Una parte de la degradación de la política se explica en la renuncia a construir una autonomía inteligente del sector público. Un sector público dependiente de la legitimidad generada por cooptación se degrada del mismo modo que un sector público que gestiona en base a imposiciones.
La cooptación corporativa del Estado consolida los cánones del pensamiento establecido, amaña la capacidad de decisión de los funcionarios y renuncia a la idea de cambio.
El agotamiento de la captación corporativa es que un Estado gestionado de ese modo, a la larga ni siquiera es eficaz para defender los intereses corporativos.
No es un ejercicio de valentía señalar que el Ministerio de Trabajo tiene una relación muy condicionada por el sindicalismo tradicional, el Ministerio de Acción Social por las organizaciones sociales y así sucesivamente, con mayor o menor intensidad.
—¿A qué define como la República del Tongo, un concepto al que ha recurrido varias veces?

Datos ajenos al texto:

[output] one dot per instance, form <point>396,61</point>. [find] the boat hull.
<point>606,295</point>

—La consolidación de actores, es el caldo de cultivo de lo que he denominado la “República del Tongo”, una especie de carrusel de profesionales posicionados políticamente y vinculados entre sí, que constituyen el elenco estable de un Estado al que defienden, pero el que ha dejado de ser agente de cambio y se ha convertido en un impedimento para el desarrollo.
El Estado necesita agentes técnicos, saberes, continuidades. Lo que no necesita es una perspectiva auto elogiosa y la ausencia de evaluaciones. El silencio de los técnicos es el precio que pagamos (como sociedad) para que, en vez de añadir calidad en las políticas, se mantengan congraciados con decisores políticos que a su vez en vez de resolver problemas construyen consenso con el presupuesto.
Los que creemos en los bienes públicos, somos los que debemos denunciar y combatir la “República del Tongo”.
La construcción (tardía) de un Estado profesional, es el anverso del uso discrecional del mismo para construir una clientela. Oponerse al clientelismo político y defender la equidad en la competencia política requiere de dos acciones ineludibles: la construcción de un Estado profesional y una adecuada resolución del financiamiento de la actividad política.
Ese es otro motivo por el cual la calidad de la democracia y la calidad de la burocracia no están escindidas.